Scientists of the Global Cardiovascular Risk Consortium have proven that the five classic cardiovascular risk factors, that is, overweight, high blood pressure, high cholesterol, smoking, and diabetes mellitus are directly connected to more than half of all cardiovascular diseases worldwide. The study also found that these risk factors account for nearly a third of deaths in sub-Saharan Africa. High blood pressure is the most significant factor for the occurrence of heart attacks and strokes. The study’s results were published in the New England Journal of Medicine and are based on the data of 1.5 million persons from 34 countries, including The Gambia.
Cardiovascular diseases cause approximately a third of all deaths worldwide.

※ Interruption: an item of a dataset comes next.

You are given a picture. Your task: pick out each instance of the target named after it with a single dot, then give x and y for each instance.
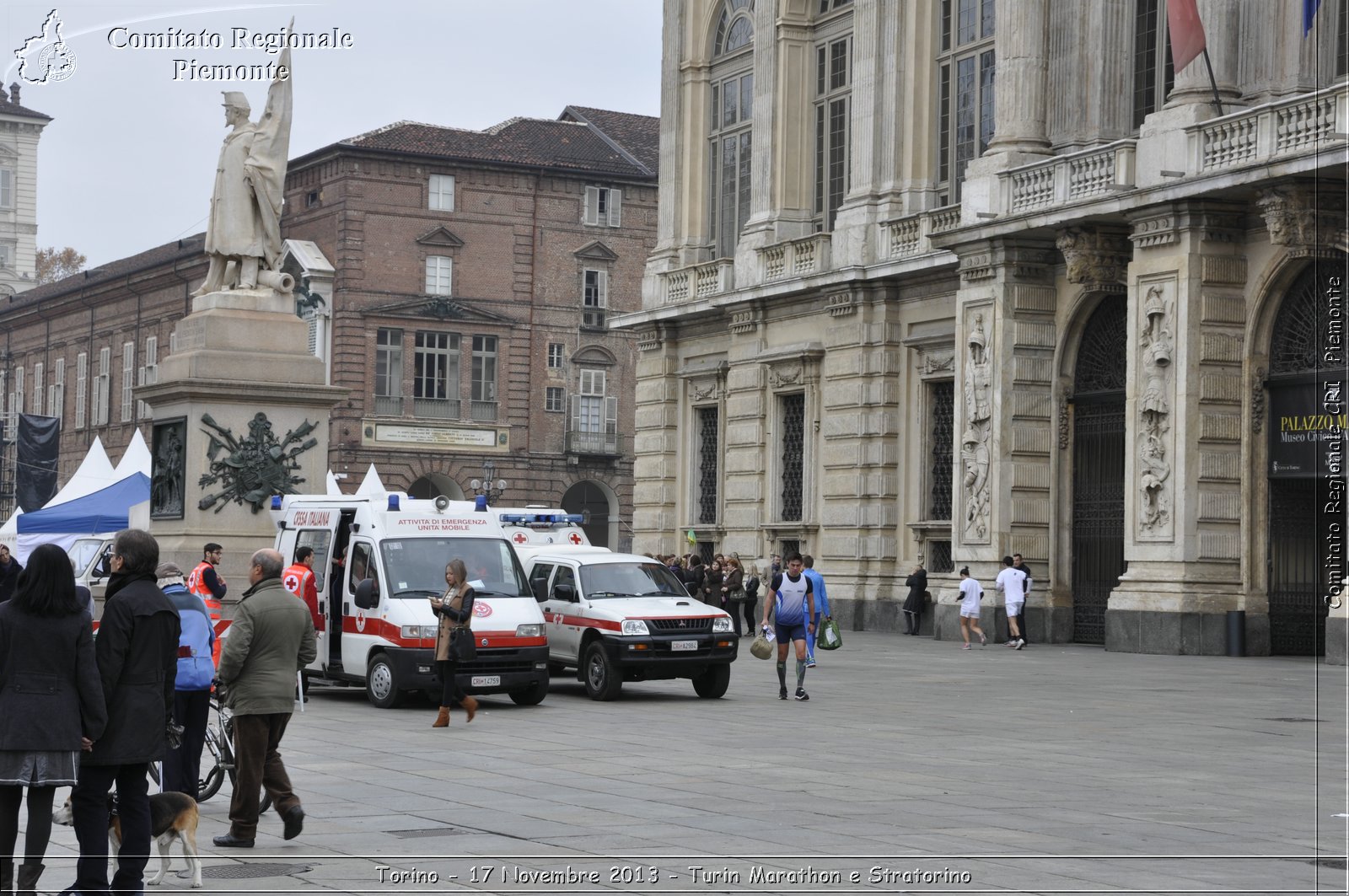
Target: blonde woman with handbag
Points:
(455, 610)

They often develop silently over decades. Frequently without being recognised, the vascular walls change and become hardened or thickened, in the wake of which coronary heart disease may occur, including complications such as heart attacks, acute cardiac death, or strokes.
The Global Cardiovascular Risk Consortium assessed the individual-level data of 1.5 million persons who took part in 112 cohort studies and originate from the eight geographical regions North America, Latin America, Western Europe, Eastern Europe and Russia, North Africa and the Middle East, Sub-Saharan Africa, Asia, and Australia. The objective of the study was to gain a better understanding of the global distribution, the significance of the individual risk factors and their effects on cardiovascular diseases, and overall mortality in order to derive targeted preventive measures.
The study showed differences in the eight global regions regarding the frequency of the risk factors. The scientists saw the highest rates for overweight in Latin America, and the highest values for high blood pressure and high cholesterol in Europe. The risk factor smoking is particularly decisive in Latin America and Eastern Europe, diabetes mellitus in North Africa and in the Middle East. All five risk factors combined (overweight, high blood pressure, high cholesterol, smoking, and diabetes mellitus) amount to 57.2 per cent of women’s cardiovascular risk and to 52.6 per cent of men’s. Thus, a substantial share of cardiovascular risk remains unexplained. In comparison, the five risk factors merely account for about 20 per cent of the risk to die (overall mortality). This is substantially higher in sub-Saharan Africa where the five modifiable risk factors account for deaths in 30.8 per cent in women and 33.5 per cent in men. “This is a huge proportion compared to high-income settings given the already high burden of communicable diseases the region is still faced with. We will therefore prevent a lot of deaths in the region if these five modifiable risk factors, which are responsive to preventive measures, are controlled” says co-author Dr Modou Jobe, a Clinical Research Fellow at the MRC Unit The Gambia and a member of the Global Cardiovascular Risk Consortium Management Group.
Furthermore, the study also clearly shows a linear relation between high blood pressure, and high cholesterol, and the occurrence of cardiovascular diseases. The higher the values, the higher the likelihood of the occurrence of cardiovascular diseases. This result applies to all examined regions in the world. The scientists also identified a remarkable connection between cholesterol levels and overall mortality: Very low as well as high cholesterol levels increase overall mortality. Compared to other regions, the study could not assess cardiovascular disease incidence in sub-Saharan Africa due to lack of data. “This should motivate academic institutions and funders to ensure that more data on cardiovascular disease incidence are collected and in a reliable way” says Professor Andrew Prentice, Head of the Nutrition and Planetary Health Theme at the MRC Unit The Gambia at LSHTM and one of the authors.
The significance of all risk factors decreases with age. For example, high blood pressure is more damaging to a forty than an eighty-year-old. The body mass index (BMI) is the only exception and remains equally significant at any age. “This has important implications for treatment approaches in different age groups and raises further questions as to whether treatment targets for elderly and younger populations should be revisited,” says Professor Prentice.
The study provides an extensive dataset to avoid cardiovascular diseases or reduce their effects for at-risk persons, or patients with cardiovascular diseases, by improving their lifestyle and by lowering blood pressure or cholesterol. “Concerted efforts to reduce these modifiable risk factors are necessary to reduce cardiovascular diseases and deaths as much as possible” says Dr Jobe.